T. J. Jaraczewski1, T. Diehl2, Y. Nigussie3, W. Melaku3, T. Esayas3, C. Dodgion1, G. Teferra2, B. Mellese3, S. Zafar2 1Medical College Of Wisconsin, Surgery, Milwaukee, WI, USA 2University Of Wisconsin, Surgery, Madison, WI, USA 3Hawassa University Hospital, Surgery, Hawassa, SIDAMA REGION, Ethiopia
Introduction: Postoperative morbidity and mortality is high in low- and middle- income countries (LMICs). Surgical quality improvement (QI) programs that rely on the systematic and prospective collection of surgical outcome data have been successful at reducing postoperative morbidity and mortality in high income countries (HICs). However, a sustainable system of collecting surgical outcome data in low resource settings remains a challenge. Taking advantage of mobile health technology, we developed and piloted a surgical outcome registry at a single institution in Ethiopia.

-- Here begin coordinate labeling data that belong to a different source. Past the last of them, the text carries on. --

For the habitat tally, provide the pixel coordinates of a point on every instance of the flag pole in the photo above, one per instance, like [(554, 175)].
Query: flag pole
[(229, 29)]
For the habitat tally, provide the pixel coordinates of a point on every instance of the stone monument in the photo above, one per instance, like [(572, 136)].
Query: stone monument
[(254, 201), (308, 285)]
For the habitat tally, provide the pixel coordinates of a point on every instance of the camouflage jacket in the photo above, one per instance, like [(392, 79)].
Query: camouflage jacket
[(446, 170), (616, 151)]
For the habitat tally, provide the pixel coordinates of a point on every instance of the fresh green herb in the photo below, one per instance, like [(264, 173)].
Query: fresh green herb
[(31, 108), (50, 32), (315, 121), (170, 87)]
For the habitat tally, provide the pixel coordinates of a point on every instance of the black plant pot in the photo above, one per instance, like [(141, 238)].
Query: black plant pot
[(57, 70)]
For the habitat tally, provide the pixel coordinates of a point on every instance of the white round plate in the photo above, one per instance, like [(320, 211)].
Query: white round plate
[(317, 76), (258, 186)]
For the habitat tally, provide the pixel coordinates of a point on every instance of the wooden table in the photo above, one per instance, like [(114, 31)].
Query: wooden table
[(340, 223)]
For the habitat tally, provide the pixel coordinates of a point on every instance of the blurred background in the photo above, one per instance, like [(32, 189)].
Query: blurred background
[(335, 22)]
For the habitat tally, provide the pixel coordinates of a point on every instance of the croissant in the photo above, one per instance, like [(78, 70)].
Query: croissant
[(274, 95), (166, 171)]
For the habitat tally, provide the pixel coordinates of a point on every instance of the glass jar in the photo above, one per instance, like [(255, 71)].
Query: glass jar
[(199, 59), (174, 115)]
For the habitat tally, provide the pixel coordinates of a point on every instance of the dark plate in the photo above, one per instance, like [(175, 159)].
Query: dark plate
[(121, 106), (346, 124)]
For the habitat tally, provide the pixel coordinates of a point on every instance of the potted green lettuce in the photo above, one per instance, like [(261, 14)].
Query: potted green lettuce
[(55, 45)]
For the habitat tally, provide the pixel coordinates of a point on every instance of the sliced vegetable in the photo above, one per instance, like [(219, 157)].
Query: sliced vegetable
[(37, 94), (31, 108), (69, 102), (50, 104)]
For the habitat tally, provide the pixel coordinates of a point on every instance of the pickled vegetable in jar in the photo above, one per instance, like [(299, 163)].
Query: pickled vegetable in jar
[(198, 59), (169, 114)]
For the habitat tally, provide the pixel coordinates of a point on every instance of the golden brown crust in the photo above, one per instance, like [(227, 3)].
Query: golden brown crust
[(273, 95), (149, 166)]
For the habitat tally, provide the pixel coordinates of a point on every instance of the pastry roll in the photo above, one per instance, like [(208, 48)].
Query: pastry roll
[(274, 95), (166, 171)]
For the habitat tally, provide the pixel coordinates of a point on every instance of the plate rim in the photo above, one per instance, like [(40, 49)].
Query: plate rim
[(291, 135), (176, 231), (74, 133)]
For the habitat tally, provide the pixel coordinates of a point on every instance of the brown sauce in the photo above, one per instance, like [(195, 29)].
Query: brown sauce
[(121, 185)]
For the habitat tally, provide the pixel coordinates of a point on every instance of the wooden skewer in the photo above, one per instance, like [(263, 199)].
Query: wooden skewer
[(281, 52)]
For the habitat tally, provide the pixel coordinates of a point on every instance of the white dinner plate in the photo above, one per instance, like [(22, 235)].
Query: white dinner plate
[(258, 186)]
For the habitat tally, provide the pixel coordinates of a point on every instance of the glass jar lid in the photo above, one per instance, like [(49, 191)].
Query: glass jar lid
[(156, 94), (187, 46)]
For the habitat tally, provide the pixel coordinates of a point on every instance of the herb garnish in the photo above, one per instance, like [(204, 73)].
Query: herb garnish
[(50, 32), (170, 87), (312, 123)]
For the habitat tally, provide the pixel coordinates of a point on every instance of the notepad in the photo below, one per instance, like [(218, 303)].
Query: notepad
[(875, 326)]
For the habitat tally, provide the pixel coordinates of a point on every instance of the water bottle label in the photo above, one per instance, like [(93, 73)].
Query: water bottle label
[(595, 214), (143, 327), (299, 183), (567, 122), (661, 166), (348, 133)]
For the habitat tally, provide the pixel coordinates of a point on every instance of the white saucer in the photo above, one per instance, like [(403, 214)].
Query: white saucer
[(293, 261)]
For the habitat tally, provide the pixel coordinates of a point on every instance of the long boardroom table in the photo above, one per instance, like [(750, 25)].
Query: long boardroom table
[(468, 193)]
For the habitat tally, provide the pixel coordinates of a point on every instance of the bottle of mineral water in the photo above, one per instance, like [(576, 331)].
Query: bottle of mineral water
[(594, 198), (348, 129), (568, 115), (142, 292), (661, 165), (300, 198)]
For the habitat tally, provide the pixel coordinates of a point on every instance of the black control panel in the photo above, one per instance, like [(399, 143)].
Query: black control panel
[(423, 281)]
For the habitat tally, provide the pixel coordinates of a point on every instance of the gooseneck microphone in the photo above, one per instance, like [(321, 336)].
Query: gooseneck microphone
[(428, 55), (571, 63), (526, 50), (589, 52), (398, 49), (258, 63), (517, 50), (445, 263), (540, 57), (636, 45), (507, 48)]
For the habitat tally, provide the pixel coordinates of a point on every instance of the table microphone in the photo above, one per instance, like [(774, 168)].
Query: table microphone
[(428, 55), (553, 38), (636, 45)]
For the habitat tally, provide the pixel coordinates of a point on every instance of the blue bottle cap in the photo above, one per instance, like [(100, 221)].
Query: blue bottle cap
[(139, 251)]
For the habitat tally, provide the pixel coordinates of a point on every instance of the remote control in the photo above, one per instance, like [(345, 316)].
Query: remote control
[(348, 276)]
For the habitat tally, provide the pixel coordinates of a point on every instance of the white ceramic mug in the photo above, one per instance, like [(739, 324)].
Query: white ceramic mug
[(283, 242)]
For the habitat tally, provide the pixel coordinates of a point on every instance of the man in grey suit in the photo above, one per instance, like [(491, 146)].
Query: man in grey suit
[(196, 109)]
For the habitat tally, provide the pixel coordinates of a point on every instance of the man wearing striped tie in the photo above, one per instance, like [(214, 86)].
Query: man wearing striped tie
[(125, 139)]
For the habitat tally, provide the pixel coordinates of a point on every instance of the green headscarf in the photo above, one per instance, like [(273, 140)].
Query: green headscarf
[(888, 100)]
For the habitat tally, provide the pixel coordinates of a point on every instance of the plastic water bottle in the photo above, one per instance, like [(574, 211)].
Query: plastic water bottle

Methods: Surgical QI was identified as a key priority for Hawassa University Hospital. A local QI champion was identified and a working group established to set priorities and examine system opportunities for improvement. A review of the literature identified common barriers and challenges to implementing sustainable registries, these were addressed in the planning phase. Variables were selected after an iterative process by key stakeholders that included an extensive literature review to identify common and feasible data elements captured in LMICs during prior cross-sectional outcome studies, reviewing data elements included in HIC registries, and evaluating congruency with local priorities. We addressed feasibility and redundancy in the variables, while ensuring inclusion of data elements required for analyzing risk adjusted outcomes. A data entry form was developed using REDCap and local data collectors were trained in its use.
Results:The surgical registry is cloud-based and completely electronic. Data input is performed utilizing smart phones and transmitted via WIFI and cellular networks. It includes 60 demographic, clinical, operative and postoperative variables. After ethical approval, pilot data acquisition was initiated in May of 2022. Weekly meetings are held to evaluate the validity of the data and trouble shoot issues. Data elements have been collected with high fidelity and low missingness. After 3 months of data acquisition 87 eligible patients have been entered into the database. The most common procedures include exploratory laparotomy (33, 34.0%), appendectomy (12, 12.4%), Urologic (9, 9.3%), non-perirectal incision and drainage (5, 5.2%), and modified radical mastectomy (5, 5.2%). Average patient age is 39.1±16.7 years and the gender distribution is 63.7% male. Postoperative complications include 9.1% surgical site infection (n=2), 9.1 % pneumonia (n=2), 9.1% anastomotic leak (n=2) and 0 mortality.
Conclusion:This pilot demonstrates the feasibility of implementing a surgical registry in an LMIC setting. Using a systematic approach and working in concert with hospital leadership we overcame several technical, behavioral, and organizational barriers. Such a perioperative registry can be used to further surgical outcome research in low resource settings and can be used for quality improvement programs aimed at improving post operative morbidity and mortality.